Genossenschaft Mietshäuser MHS (lit. 'Cooperative rental apartment syndicate') was founded in 2014 in Switzerland. After discussing with similar initiatives in Switzerland, they chose to use the Genossenschaft (Cooperative) form in their model instead of the GmbH (LLC) to relate to a tradition of cooperatives in their country since the LLC offered no additional advantages in Switzerland.

HabiTAT was also founded in 2014 in Austria, transferring the legal structure of the MHS into the Austrian legal frame.

Sdílené domy (lit. 'Shared Houses') was founded in 2015 as a MHS inspired organization for the Czech Republic.

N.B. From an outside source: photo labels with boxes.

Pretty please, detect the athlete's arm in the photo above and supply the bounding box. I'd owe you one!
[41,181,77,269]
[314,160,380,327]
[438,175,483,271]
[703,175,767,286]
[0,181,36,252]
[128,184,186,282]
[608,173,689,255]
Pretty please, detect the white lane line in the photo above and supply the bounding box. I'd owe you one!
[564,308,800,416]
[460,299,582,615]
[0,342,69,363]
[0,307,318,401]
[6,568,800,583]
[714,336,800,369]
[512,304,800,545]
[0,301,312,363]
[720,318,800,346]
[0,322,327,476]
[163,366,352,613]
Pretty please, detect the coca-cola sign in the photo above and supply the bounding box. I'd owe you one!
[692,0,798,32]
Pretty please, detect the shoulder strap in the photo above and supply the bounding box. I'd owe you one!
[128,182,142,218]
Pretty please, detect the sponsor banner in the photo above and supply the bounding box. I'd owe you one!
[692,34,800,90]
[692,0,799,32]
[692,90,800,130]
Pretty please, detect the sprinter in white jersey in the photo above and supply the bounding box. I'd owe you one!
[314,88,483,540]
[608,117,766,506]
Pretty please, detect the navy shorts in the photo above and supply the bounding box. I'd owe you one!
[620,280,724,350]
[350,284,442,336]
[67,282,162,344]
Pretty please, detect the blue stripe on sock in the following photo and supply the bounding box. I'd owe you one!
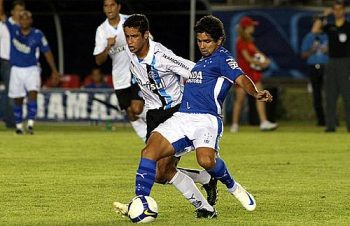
[13,104,23,124]
[135,158,156,196]
[208,158,235,189]
[27,101,38,120]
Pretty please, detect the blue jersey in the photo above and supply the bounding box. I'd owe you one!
[6,20,50,67]
[179,47,244,116]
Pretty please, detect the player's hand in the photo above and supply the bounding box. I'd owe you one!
[107,35,117,48]
[323,8,333,16]
[255,90,273,102]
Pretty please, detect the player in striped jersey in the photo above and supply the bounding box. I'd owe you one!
[114,14,216,217]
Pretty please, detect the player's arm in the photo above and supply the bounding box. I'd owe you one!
[95,36,117,65]
[0,0,6,22]
[235,74,272,102]
[44,50,59,77]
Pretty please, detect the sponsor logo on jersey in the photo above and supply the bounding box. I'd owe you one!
[226,58,239,70]
[186,71,203,84]
[135,75,165,91]
[12,38,30,54]
[108,46,126,55]
[162,54,190,70]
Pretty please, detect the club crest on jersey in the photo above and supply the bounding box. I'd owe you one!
[226,58,239,70]
[108,46,126,55]
[186,71,203,83]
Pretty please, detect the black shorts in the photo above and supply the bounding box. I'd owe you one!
[146,104,180,140]
[115,83,143,110]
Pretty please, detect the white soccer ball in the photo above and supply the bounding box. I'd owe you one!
[250,53,267,71]
[128,195,158,223]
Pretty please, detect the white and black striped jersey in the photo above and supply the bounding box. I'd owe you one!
[127,40,195,109]
[94,14,131,90]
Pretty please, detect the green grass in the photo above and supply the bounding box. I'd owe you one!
[0,122,350,225]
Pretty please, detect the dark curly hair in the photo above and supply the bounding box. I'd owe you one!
[194,15,225,42]
[123,14,149,35]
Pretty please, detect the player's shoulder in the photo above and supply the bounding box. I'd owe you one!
[32,27,44,36]
[96,19,108,32]
[216,46,234,60]
[119,13,130,23]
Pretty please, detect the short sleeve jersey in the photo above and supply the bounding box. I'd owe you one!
[6,20,50,67]
[179,47,244,117]
[127,40,194,109]
[93,14,131,90]
[236,38,261,77]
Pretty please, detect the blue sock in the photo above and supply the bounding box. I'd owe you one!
[135,158,156,196]
[27,100,38,120]
[208,158,235,189]
[13,104,23,124]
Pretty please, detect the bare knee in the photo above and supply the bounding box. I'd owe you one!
[198,156,215,170]
[196,148,216,170]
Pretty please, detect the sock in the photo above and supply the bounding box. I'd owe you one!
[27,100,38,120]
[208,158,235,190]
[169,170,214,211]
[130,118,147,142]
[177,167,211,185]
[13,104,23,124]
[135,158,156,196]
[16,123,23,130]
[27,119,34,127]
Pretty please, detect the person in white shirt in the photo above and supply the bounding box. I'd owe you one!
[93,0,146,141]
[0,0,25,128]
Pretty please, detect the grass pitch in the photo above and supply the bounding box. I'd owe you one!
[0,123,350,225]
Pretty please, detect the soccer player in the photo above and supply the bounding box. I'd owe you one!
[130,16,272,215]
[0,6,59,134]
[114,14,217,218]
[0,0,25,128]
[93,0,146,141]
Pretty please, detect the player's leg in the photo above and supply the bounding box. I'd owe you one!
[115,87,147,141]
[8,66,26,134]
[230,86,246,133]
[196,147,256,211]
[325,59,341,132]
[13,97,24,135]
[193,114,256,211]
[146,105,217,206]
[156,156,214,213]
[255,81,278,131]
[27,91,38,134]
[177,167,218,206]
[24,66,41,134]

VrijCoop (lit. 'Free coop') was founded in 2017 in the Netherlands, translating the MHS model to the Dutch situation. In place of the GmbH (LLC), VrijCoop uses the vereniging (association).

Radical Routes, a secondary cooperative networking British housing cooperatives, published a report in 2014 reflecting on weaknesses within their model such as carpet bagging where established co-ops significantly reduce their rent or, rarely, sell their property for private gain. In it they consider the Mietshäuser Syndikat model to have provably solved that issue.